As expressões que fui "aprendendo" durante o serviço militar
Começei o serviço militar no CISMI em Tavaira, em Janeiro de 1966. Foi uma viragem
na minha vida.Os exercicios fisicos eram duros e ali comecei a ouvir expressões completamente
novas para mim.Aquilo era uma verdadeira amostra do Pais real, não podiamos ser demasiados
espertos nem demasiados "parvos", posicionei-me no meio.
- Tu aí, tens carta de condução???????
- Tenho sim, meu tenente, e há muitos tempo, resposta pronta do oficial.
- Com que então há muito tempo!!!!!, pega , imediatamente, no carro de mão e dá duas voltas
á parada.
Nas sextas-feiras a instrução terminava sempre com marcha de muitos quilómetros.Não podiamos
desistir, pois caso contrário tinhamos o fim de semana comprometido.Numa delas começou
a chover imenso e todos nós ficámos ensopados o que originou mais lentidão e cansaço.Então o
tenente rápidamente disse -
Chuva civil não molha militar
-. Psicologicamente fez efeito.
Mais tarde, num dia que o meu comandante de pelotão não apareceu, foi substituido por um
apirante de cor negra.Era um homem sempre com uma piada pronta, nunca ofendeu ninguém, como
por vezes observei durante a especialidade efectuada por outros.O tal aspirante sempre que dizia
uma piada ria-se muito dela, mesmo que não houvesse reação da nossa parte.Ficou marcado por
uma expressão que utilizou "
Gosto muito de utilizar o papel higiénico branco, pois cago nele
". Aquilo
saiu-lhe num contexto que já não me lembro, mas sempre tive, e todos nós, a convicção que não o
disse com sentido racista de nos ofender.
Acabado o curso, continuei por vários quarteis até que me encontrei a bordo do paquete Niassa
e a caminho de Moçambique. Depois das despedidas, sentei-me á mesa para a minha primeira
refeição a bordo, o pequeno almoço. Colocaram-me um prato de arroz com salsichas.Fique, uns tempos,
a olhar para aquilo, não estava habituado a tal pequeno almoço, então um dos tripulante justificou que
"
O mata bicho era de garfo
" porque iamos para uma zona de influência Inglesa.

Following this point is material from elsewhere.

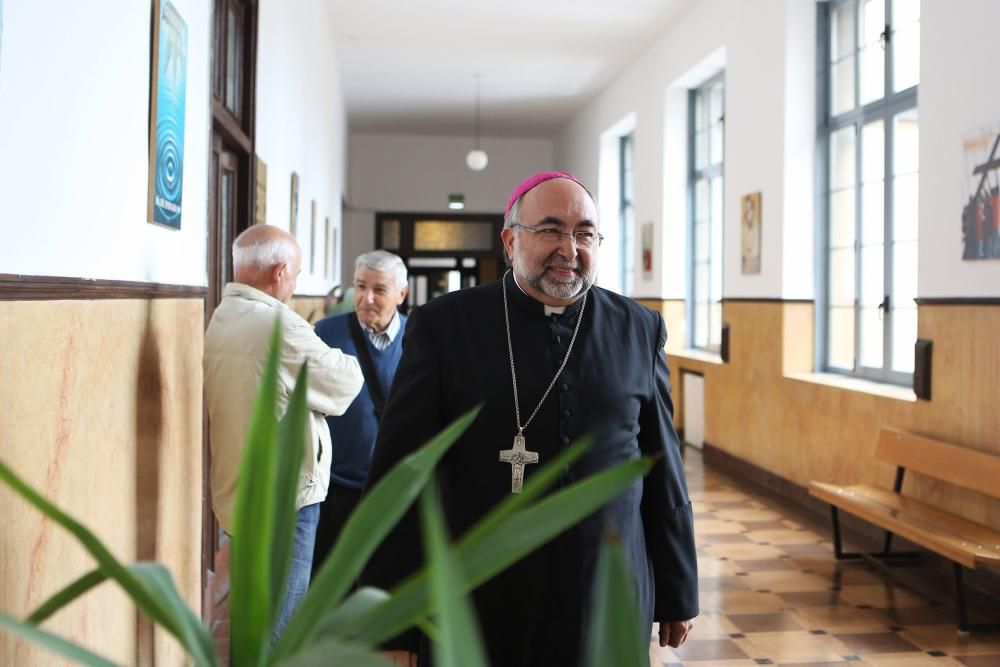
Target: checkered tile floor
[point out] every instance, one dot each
(773, 594)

Continuamos a nossa viagem com a primeira paragem em Luanda e a segunda em Lourença Marques,
onde todo o batalhão desfilou. Dois dias depois reembarquei e percorremos toda a costa até Mocimboa
da Praia, onde desembarcámos.No dia seguinte todo o batalhão se meteu á picada ( estrada de terra
batida ) fincando uma companhia em Diaca , a outra no Sagal e finalmente a minha e a CCS em Mueda.
Fomos recebidos por uma autêntica multidão de militares que nos saudaram com a expressão
"
Chegaram os checas , chegaram os checas
". Compreendi perfeitamente a sua euforia, era sinal que eles
já podiam sair daquele inferno, pois já tinham substitutos.

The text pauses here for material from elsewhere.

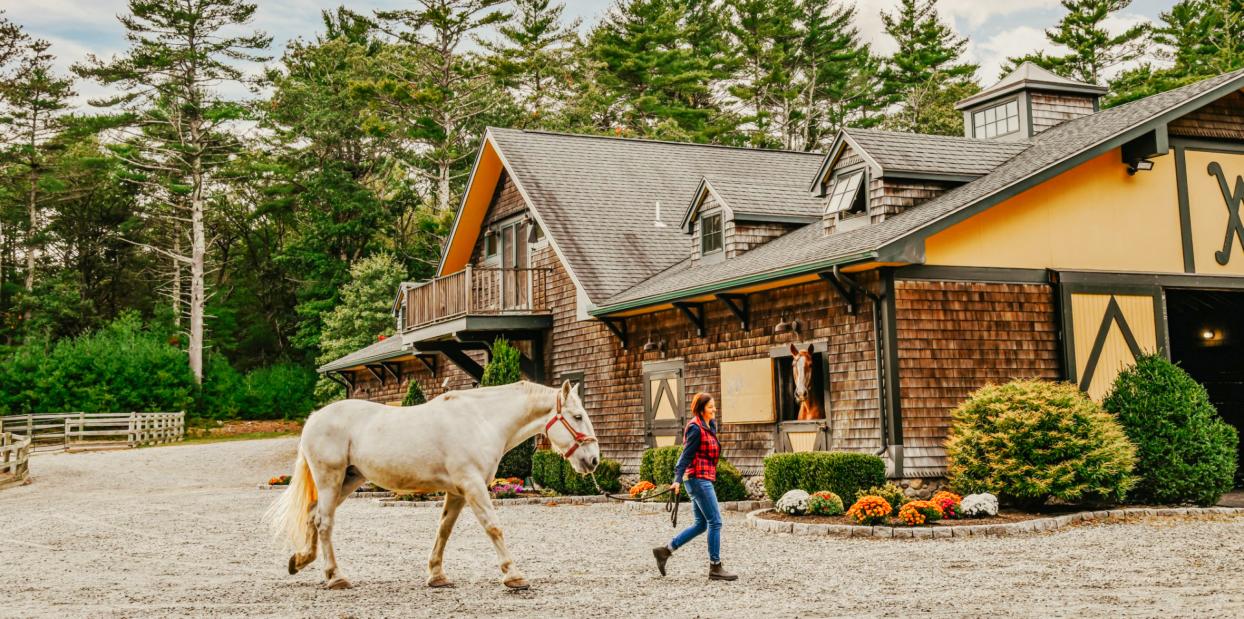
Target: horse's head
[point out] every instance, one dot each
(801, 367)
(570, 431)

No dia seguinte, eu e mais alguns amigos ,saimos do quartel e fomos dar uma volta pelas imediações
para conhecer o local. Como os velhos militares -
os coquanas
- nos viram sair para o lado direito,
imediatamente ouvi a expressão "
os chequinhas vão fazer máquina
" , não compreendi de todo, mas
também não demorou muito a perceber. Entrámos no aldeamento e ao passar por algumas palhotas
ouvimos uma jovem local que nos perguntou "
Furrié quer fazer máquina
"????, aqui estáva o significado
de tal expressão.
Mueda era uma autêntica cidade militar, por ali passavam muitas companhias ou pelotões isolados,
quer para coordenar operações ou para fazerem reabastecimento na Intendência. Certo dia aparece,
vindo de Mocimboa da Praia, uma companhia de "
chequinhas
" com destino a Mocimboa do Rovuma e
tinham pernoitado, para no dia seguinte se fazerem á picada. Reparei no Alferes e imediatamente o reconheci,
era o tal do "papel higiénico branco".Fui ter com ele, cumprimentei-o militarmente, e disse-lhe
- amanhã vai necessitar de papel higiénico de qualquer côr para fazer aquela picada -.Olhou-me nos olhos,
surpreendido, fez uma pequena pausa e disse-me: - Foi meu instruendo em Tavira -, imediatamente se
lembrou e fomos a conversar para o bar dos sargentos onde bebemos umas " loirinhas fresquinhas ",
enquanto falávamos sobre o seu percurso do dia seguinte.
Sempre que havia operações, e imediatamente antes de sairmos do quartel, formáva a minha
secção em frente ao depósito de material, para assim poder distribuir munições e granadas.Sempre
que o sargento Pinto se encontráva no interior , cá fora a malta começava a entoar "
Vai para o mato
malandro
", o que não era nada do agrado de tal sargento.